Welches Feedback haben Sie auf den Podcast bekommen?
Sehr gutes! Tatsächlich war es eine Art Headhunting-Aktion für XBond. Mich haben viele Anfragen von potenziellen neuen Mitarbeitern erreicht, die neugierig auf meine Arbeitsweise und XBond als Unternehmen geworden sind und sich vorstellen können, bei uns zu arbeiten. Das hat mich sehr gefreut! Für uns war es die perfekte Marketingkampagne! Auch unsere Mitarbeiter haben mir positives Feedback gegeben.

Sie haben den Podcast auch aktiv selbst promotet. Welche Resonanz gab es darauf?
Wir haben den Podcast auf unserem Unternehmenskanal auf Facebook und bei LinkedIn promotet. Diese eigene Promotion über Social Media kann ich jedem empfehlen! Sie ist die perfekte Ergänzung zu der Podcast-Kampagne des Verlags und vergrößert noch einmal die Reichweite. So bin ich zum Beispiel auch auf Studenten aus Münster und Bochum gestoßen, die nun bei uns ihre Abschlussarbeiten im Unternehmen schreiben.

Glauben Sie, dass sich ein Podcast-Interview generell für jeden Unternehmer empfiehlt?
Jain.
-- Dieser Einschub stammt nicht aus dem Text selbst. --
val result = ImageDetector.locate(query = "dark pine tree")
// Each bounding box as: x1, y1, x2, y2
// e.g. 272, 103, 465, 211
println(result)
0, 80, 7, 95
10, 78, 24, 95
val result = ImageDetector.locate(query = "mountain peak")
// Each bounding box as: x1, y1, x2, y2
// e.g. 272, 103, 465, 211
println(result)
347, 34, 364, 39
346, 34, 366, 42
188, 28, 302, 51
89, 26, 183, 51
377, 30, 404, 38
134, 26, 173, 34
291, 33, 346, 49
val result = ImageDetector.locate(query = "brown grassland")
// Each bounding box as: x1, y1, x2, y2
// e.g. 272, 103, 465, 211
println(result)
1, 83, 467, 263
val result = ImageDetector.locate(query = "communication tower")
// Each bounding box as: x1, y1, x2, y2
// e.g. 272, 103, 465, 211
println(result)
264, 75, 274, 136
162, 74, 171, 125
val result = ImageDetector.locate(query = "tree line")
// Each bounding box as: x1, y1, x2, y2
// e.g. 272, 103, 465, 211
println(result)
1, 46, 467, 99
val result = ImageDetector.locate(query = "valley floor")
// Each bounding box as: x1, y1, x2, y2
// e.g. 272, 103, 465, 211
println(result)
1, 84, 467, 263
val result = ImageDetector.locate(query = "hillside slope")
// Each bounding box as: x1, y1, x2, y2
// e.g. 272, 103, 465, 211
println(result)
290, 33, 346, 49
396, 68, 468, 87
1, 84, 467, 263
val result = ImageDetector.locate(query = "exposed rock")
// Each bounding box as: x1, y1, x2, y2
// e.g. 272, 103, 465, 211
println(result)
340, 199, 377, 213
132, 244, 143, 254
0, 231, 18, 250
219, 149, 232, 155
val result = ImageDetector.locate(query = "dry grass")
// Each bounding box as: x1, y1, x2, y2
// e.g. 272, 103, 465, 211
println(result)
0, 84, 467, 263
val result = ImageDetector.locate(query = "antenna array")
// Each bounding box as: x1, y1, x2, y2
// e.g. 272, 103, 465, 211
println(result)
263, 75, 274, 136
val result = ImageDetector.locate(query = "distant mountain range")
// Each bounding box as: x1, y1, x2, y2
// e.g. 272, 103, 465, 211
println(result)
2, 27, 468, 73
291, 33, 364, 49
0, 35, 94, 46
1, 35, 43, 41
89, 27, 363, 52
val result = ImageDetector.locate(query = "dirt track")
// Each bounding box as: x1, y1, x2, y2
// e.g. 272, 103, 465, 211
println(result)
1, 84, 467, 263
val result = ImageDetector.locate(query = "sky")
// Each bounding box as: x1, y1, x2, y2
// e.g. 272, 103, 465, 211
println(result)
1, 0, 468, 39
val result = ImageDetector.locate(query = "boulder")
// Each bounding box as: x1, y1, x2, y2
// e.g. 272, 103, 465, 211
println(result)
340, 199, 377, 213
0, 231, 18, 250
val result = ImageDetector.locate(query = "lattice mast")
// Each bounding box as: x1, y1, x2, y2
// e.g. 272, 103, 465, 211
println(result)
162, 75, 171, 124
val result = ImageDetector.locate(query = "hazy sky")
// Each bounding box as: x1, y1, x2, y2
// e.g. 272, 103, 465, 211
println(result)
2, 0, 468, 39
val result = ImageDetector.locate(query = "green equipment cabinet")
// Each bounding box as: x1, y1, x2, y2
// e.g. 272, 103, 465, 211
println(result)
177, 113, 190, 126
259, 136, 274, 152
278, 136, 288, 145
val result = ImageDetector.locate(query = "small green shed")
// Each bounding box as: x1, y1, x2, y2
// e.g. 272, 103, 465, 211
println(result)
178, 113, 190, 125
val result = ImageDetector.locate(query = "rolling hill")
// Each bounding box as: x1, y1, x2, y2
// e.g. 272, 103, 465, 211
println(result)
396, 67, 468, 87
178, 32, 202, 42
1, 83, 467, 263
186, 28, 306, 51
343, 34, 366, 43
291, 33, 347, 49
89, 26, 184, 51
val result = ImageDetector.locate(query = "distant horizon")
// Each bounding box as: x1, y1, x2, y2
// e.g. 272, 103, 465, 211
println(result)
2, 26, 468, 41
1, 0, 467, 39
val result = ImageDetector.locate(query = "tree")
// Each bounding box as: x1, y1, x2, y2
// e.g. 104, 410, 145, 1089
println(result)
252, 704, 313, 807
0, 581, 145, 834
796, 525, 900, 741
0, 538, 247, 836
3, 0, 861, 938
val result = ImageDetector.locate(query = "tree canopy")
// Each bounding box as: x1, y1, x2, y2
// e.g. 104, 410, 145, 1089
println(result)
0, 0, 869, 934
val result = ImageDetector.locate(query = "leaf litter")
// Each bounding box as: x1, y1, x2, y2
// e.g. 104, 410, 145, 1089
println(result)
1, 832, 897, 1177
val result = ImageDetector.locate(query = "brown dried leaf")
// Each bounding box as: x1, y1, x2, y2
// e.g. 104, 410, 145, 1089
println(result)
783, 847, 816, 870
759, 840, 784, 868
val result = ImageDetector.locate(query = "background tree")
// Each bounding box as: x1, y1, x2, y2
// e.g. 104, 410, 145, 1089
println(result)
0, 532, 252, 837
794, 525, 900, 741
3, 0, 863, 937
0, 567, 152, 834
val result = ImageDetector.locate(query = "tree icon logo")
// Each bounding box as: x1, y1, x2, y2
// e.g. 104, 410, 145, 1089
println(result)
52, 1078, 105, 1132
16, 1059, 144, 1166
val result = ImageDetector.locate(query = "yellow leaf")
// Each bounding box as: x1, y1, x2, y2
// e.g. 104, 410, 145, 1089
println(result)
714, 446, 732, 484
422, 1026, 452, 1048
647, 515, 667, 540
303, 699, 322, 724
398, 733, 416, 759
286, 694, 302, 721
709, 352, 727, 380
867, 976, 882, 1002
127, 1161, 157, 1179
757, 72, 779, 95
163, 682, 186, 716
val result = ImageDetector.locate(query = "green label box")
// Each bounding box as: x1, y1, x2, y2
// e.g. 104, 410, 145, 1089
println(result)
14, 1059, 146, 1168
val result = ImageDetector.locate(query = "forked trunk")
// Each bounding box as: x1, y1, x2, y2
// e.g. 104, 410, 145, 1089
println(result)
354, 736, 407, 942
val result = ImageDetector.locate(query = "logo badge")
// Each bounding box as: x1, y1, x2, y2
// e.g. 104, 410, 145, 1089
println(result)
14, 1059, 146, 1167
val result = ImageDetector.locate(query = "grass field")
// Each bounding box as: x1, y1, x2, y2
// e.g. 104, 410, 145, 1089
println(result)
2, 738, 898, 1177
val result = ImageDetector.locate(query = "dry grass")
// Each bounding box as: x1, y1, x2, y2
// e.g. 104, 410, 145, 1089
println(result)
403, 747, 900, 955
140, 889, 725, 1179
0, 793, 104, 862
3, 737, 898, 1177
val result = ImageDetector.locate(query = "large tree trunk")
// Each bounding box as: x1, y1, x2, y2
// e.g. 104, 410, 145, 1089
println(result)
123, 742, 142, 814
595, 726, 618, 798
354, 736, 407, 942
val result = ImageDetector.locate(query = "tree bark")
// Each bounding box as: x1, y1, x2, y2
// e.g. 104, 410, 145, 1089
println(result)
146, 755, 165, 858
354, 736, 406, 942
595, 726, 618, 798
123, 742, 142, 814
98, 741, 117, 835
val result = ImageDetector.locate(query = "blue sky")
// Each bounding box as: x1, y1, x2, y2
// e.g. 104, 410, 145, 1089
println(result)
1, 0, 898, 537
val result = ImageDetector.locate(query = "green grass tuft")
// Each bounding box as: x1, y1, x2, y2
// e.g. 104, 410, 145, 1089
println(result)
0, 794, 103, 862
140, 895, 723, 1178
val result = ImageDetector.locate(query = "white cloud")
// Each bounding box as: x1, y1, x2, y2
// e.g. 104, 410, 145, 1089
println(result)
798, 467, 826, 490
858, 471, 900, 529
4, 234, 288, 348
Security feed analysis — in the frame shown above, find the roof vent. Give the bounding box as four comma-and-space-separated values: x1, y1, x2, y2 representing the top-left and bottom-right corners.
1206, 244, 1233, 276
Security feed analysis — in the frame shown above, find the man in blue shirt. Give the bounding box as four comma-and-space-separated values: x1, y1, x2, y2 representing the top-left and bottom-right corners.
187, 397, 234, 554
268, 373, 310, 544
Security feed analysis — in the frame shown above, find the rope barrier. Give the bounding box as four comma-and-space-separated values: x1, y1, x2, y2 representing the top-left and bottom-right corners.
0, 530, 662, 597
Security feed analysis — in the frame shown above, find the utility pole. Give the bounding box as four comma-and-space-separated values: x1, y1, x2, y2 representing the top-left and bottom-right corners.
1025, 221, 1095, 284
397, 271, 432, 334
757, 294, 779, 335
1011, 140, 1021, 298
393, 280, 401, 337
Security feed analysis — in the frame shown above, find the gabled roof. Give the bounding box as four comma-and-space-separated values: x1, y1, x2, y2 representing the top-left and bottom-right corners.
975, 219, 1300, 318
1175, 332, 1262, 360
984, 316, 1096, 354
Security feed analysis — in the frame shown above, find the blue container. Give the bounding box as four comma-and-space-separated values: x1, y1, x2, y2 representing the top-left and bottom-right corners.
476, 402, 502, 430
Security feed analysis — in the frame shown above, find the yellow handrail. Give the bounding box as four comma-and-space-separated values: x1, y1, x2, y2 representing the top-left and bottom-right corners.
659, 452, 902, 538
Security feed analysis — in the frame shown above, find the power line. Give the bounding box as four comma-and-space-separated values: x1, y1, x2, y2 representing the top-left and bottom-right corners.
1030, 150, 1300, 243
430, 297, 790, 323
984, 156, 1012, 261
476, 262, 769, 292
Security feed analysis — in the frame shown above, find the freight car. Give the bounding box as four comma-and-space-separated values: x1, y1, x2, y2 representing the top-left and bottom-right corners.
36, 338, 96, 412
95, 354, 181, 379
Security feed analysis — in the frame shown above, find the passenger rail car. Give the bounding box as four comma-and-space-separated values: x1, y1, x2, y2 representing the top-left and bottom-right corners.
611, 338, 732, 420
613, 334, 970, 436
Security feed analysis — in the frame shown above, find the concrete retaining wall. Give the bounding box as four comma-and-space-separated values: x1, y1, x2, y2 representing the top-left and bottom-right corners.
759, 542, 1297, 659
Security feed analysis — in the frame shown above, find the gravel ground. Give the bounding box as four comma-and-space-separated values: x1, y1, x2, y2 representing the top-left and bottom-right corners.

Auf der einen Seite ist es für jeden Unternehmer ratsam, sich und sein Unternehmen medial zu präsentieren und zu versuchen, eine möglichst große Reichweite zu generieren. Auf der anderen Seite ist nicht jeder Unternehmer der geborene lockere Interviewpartner. Wer ein Podcast-Gespräch ausschließlich dafür nutzen will, um sein Ego aufzupolieren, ohne wirklich interessanten Content für die Hörer zu liefern, dem wird man nicht gerne zuhören. Da ist es umso hilfreicher, wenn ein erfahrener Interviewer und ausgebildeter Journalist, wie es Michael Terhörst beim Wirtschaft aktuell-Podcast ist, den Gesprächspartner mit den richtigen Fragen und Nachhaken wieder auf die richtige Bahn lenken kann. Und: Ein Podcast verpufft nicht mit der Zeit. Er ist jederzeit und beliebig oft abspielbar – also praktisch ein dauerhaft nutzbares Marketinginstrument.